You are an expert in [domain]. Your role is to [specific task].

**Key Behaviors:**

- Behavior 1
- Behavior 2
- Behavior 3

**Constraints:**

- Constraint 1
- Constraint 2

Categories: workflow, analysis, generation, review, automation

Creating New Skills

Step 1: Choose Type

  • Command if: Single file, < 100 lines, no supporting materials
  • Skill if: Complex workflow, needs scripts/docs/examples

Step 2: Create File Structure

Command:

touch .claude/commands/my-command.md

Skill:

mkdir -p .claude/skills/my-skill
touch .claude/skills/my-skill/SKILL.md

Step 3: Write Frontmatter

Start with minimal viable frontmatter:

---
name: my-skill
description: [WHAT] Use when [WHEN].
---

Add optional fields only if needed.

Step 4: Write Body

Use standard headings:

  1. What It Does — Clear functionality statement
  2. When to Use — Specific triggers
  3. Usage — Command syntax, examples
  4. Reference — Links, details (optional)

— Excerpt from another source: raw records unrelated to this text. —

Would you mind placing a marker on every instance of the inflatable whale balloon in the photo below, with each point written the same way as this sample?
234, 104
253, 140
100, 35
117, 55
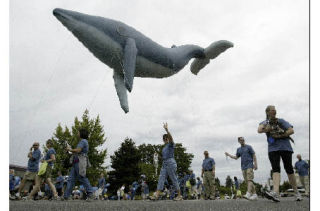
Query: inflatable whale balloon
131, 54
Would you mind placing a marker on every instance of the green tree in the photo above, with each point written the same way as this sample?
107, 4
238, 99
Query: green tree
64, 137
125, 164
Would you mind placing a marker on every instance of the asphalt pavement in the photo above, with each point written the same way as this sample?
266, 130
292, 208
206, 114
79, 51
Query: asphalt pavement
286, 204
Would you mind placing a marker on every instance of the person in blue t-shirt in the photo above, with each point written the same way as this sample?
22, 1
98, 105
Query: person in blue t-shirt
11, 181
208, 173
278, 133
49, 158
59, 184
303, 170
248, 164
101, 186
34, 156
169, 165
199, 188
79, 165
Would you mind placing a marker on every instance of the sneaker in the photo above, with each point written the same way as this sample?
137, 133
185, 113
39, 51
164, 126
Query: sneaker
247, 196
272, 196
254, 197
298, 197
178, 198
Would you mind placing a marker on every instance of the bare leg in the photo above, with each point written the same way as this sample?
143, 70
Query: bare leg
36, 187
53, 188
276, 181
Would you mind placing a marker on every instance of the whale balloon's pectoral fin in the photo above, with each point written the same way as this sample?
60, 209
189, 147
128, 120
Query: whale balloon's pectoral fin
129, 62
121, 90
211, 52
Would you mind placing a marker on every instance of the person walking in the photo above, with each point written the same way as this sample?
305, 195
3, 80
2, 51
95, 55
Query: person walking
278, 133
101, 186
208, 174
80, 163
248, 164
34, 156
50, 159
59, 184
303, 170
169, 165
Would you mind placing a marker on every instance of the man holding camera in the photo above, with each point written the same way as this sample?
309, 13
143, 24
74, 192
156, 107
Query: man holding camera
34, 156
278, 133
248, 164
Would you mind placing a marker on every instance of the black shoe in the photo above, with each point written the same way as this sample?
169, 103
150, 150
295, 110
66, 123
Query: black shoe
272, 196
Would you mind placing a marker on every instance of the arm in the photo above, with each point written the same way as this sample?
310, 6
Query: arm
231, 156
286, 133
165, 126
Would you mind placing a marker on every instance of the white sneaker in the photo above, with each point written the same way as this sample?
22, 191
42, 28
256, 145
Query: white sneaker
254, 197
247, 196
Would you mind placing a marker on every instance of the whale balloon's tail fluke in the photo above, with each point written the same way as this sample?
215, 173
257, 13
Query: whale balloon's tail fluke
211, 52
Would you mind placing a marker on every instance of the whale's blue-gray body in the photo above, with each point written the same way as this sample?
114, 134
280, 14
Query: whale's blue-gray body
128, 52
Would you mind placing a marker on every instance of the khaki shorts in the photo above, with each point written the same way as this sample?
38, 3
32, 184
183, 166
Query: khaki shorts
30, 175
248, 174
47, 174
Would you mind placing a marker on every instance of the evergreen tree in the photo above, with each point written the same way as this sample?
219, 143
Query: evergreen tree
125, 163
64, 137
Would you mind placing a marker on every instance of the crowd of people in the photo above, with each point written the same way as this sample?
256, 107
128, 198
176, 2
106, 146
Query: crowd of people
179, 187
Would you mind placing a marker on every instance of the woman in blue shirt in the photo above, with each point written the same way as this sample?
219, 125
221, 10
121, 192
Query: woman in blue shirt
169, 165
278, 147
49, 158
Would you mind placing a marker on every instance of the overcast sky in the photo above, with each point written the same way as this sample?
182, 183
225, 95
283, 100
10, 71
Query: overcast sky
54, 78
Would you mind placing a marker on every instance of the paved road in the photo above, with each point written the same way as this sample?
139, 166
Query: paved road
286, 204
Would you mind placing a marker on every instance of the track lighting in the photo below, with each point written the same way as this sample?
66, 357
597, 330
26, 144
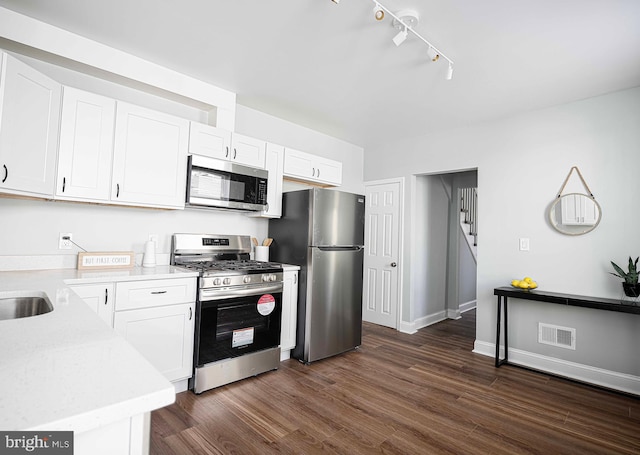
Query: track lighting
405, 21
400, 37
433, 55
450, 71
378, 12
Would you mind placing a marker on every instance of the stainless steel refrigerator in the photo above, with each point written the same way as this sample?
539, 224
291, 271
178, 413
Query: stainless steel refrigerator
322, 231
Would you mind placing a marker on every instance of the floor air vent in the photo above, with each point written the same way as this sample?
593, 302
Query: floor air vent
563, 337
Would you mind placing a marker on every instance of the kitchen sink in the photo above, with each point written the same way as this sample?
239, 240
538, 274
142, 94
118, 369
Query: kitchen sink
23, 306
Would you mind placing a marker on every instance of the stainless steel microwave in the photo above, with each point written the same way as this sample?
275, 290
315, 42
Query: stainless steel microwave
223, 184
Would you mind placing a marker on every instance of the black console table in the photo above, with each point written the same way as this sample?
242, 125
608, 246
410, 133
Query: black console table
597, 303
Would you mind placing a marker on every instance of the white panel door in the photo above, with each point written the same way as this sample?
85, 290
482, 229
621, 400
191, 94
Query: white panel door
99, 297
29, 120
86, 146
248, 150
149, 158
381, 262
163, 335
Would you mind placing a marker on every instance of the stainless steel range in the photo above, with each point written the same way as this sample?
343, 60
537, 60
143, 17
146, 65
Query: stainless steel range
238, 311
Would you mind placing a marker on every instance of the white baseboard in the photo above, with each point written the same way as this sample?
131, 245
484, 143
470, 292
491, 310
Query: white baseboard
467, 306
413, 327
181, 386
584, 373
285, 354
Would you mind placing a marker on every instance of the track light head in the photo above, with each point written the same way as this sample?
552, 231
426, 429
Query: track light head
450, 71
433, 55
400, 37
378, 12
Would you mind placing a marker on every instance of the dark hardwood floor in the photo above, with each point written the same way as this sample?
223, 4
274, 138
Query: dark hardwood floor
425, 393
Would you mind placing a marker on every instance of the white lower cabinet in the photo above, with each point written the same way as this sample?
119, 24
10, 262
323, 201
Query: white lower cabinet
99, 297
155, 316
289, 312
163, 335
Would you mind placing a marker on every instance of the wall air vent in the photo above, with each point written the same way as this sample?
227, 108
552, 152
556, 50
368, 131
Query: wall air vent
563, 337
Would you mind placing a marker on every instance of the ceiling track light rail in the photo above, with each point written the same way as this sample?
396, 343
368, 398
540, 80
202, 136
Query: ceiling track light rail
403, 21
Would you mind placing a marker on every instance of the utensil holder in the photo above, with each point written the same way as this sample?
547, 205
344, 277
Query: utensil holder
261, 253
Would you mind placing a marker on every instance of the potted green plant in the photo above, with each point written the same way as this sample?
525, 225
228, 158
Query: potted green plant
630, 277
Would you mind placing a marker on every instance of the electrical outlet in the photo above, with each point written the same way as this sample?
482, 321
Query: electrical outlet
64, 241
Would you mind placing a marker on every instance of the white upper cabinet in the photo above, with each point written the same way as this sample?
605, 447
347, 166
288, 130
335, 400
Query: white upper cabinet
215, 142
29, 116
209, 141
86, 146
248, 150
275, 167
311, 168
150, 158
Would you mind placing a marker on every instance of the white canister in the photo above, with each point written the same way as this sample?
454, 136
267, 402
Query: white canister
261, 253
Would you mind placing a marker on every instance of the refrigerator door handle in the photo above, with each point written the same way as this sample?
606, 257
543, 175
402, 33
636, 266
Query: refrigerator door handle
340, 248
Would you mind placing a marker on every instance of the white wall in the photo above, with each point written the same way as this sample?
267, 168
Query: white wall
522, 162
31, 227
272, 129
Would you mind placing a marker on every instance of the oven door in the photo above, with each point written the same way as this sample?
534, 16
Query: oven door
237, 325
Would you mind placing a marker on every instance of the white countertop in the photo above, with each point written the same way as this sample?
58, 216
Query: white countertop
67, 369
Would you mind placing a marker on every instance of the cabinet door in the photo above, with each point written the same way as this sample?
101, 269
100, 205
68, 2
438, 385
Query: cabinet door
29, 118
328, 171
209, 141
289, 310
163, 335
150, 158
247, 150
131, 295
298, 164
99, 297
86, 146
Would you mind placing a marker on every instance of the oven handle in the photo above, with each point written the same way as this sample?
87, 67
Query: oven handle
219, 294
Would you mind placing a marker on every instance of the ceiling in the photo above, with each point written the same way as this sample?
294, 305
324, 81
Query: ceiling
333, 68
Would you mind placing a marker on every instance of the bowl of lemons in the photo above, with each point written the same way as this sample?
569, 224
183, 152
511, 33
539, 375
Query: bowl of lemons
525, 283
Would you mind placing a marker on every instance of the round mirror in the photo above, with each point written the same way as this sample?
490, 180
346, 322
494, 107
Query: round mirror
575, 214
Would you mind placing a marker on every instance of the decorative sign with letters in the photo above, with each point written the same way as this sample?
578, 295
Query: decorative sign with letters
106, 260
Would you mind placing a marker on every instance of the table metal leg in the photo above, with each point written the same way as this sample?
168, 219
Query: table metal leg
498, 327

Step 5: Add Reference Files

If SKILL.md approaches 500 lines, extract:

  • Detailed examples → examples.md
  • API docs → api-reference.md
  • Troubleshooting → troubleshooting.md

Step 6: Test

Test with real usage:

/my-skill [args]

Verify:

  • Arguments inject correctly
  • Shell commands execute
  • Description is discoverable
  • Invocation control works as expected

Audit Checklist

Before submitting a skill:

  • Valid YAML frontmatter (no syntax errors)
  • Description includes WHAT + WHEN
  • Name matches filename (kebab-case)
  • Standard headings used
  • SKILL.md under 500 lines
  • Reference files one level deep (if any)
  • $ARGUMENTS used correctly (if applicable)
  • Shell commands use !command syntax (if applicable)
  • Invocation control matches intent
  • Tested with actual invocation

Anti-Patterns

Avoid:

  1. XML tags in body — Use markdown only
  2. Vague descriptions — "Helps with git" is not specific
  3. Deep nesting — Max one level of reference files
  4. Missing invocation control — Set user-invokable: false for internal skills
  5. Too many options — Skills should be opinionated, not swiss-army knives
  6. Embedding large data — Use reference files for API schemas, long examples
  7. Dynamic descriptions — Description is static, body can be dynamic
  8. Over-abstraction — Prefer specific, focused skills over generic frameworks

Quick Reference

Create command:

cat > .claude/commands/my-cmd.md << 'EOF'
---
name: my-cmd
description: Does X. Use when Y.
---

# My Command

Instructions here.
EOF

Create skill:

mkdir -p .claude/skills/my-skill
cat > .claude/skills/my-skill/SKILL.md << 'EOF'
---
name: my-skill
description: Does X. Use when Y.
---

# My Skill

Instructions here.
EOF

Test invocation:

/my-skill arg1 arg2

Plugin Settings Pattern

Plugins can read user-specific configuration from .claude/<plugin-name>.local.md:

File Location: .claude/<plugin-name>.local.md

Format: YAML frontmatter + optional markdown notes

Security: Never store credentials — reference env var names only (e.g., $MY_TOKEN)

Example:

---
schema: 1
devServer:
  command: 'npm run dev'
  port: 3000
auth:
  credentials:
    email: '$BROWSER_TEST_EMAIL'
    password: '$BROWSER_TEST_PASSWORD'
---
# Notes
Optional markdown content for user reference.

Best Practices:

  • Provide sensible defaults if settings file is missing
  • Document supported settings in plugin's CLAUDE.md
  • Use schema: 1 for future versioning support
  • Settings files are gitignored by .local.md convention

Reference: See yellow-browser-test plugin for working example.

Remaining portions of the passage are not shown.